Whether it’s been out on the campaign trail or during the monthly Democratic presidential debates, Biden regularly refers back to the days of the “Obama-Biden administration,” just to remind voters as often as he can of his relationship to the popular former president and the years of relative national calm and stability we enjoyed compared to these tumultuous, divisive years under Donald Trump.

Problem is that Biden no longer has the Obama corner to himself. Here comes billionaire and former New York City mayor Mike Bloomberg with his free-spending TV advertising juggernaut.
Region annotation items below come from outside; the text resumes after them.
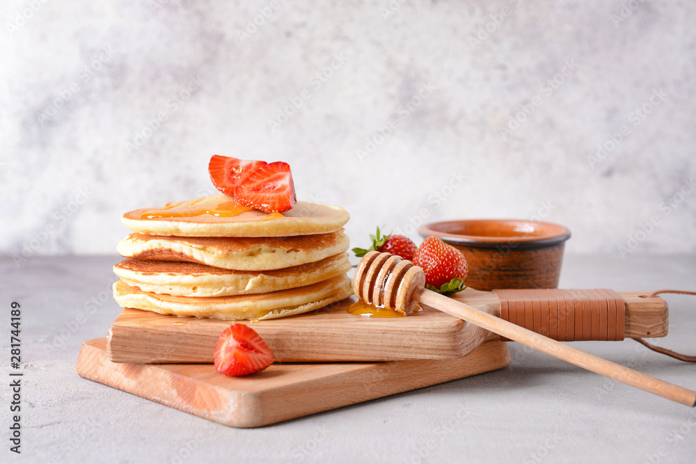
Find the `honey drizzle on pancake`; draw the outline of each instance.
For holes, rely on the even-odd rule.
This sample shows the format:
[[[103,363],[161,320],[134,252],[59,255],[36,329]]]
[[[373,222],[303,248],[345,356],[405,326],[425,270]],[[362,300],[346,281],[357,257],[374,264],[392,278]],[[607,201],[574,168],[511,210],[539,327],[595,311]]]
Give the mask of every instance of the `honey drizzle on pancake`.
[[[349,314],[365,317],[404,317],[406,316],[403,313],[390,310],[388,307],[375,307],[362,300],[349,306],[347,311]]]
[[[230,218],[253,209],[253,208],[242,206],[231,199],[229,201],[220,202],[210,201],[203,198],[177,203],[168,203],[164,208],[143,211],[140,217],[141,219],[163,219],[191,218],[202,214],[210,214],[221,218]]]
Because this time Bloomberg is up with an ad which touts his close relationship with our 44th president, and how Bloomberg has worked with Obama on important issues like gun safety, education and job creation.

The way the ad is cut, you might be forgiven for thinking that Bloomberg, not Biden, was Obama’s loyal VP.

And considering that a) Obama personally has remained silent in offering any endorsement in this year’s Democratic presidential contest and b) Bloomberg spends so freely to air his TV commercials (one report pegs it at more than $100 million thus far), you might be really be forgiven if you thought that after repeatedly viewing these ads, perhaps Obama had actually endorsed Bloomberg.

None of this can be good news for Biden, who started out this race as almost the invincible front-runner, but this week limped out of the first-in-the-nation Iowa caucuses in a disappointing fourth place.

Biden’s major selling point this year had been that he had been Barack Obama’s right hand man, and that gave him the unique qualification that a vote for him, in essence, was a vote for a third Obama term.

And, now, with a single 30-second ad, Mike Bloomberg has essentially demolished Joe Biden’s basic rationale for his campaign this year.

No, this has not been a good week for Biden at all.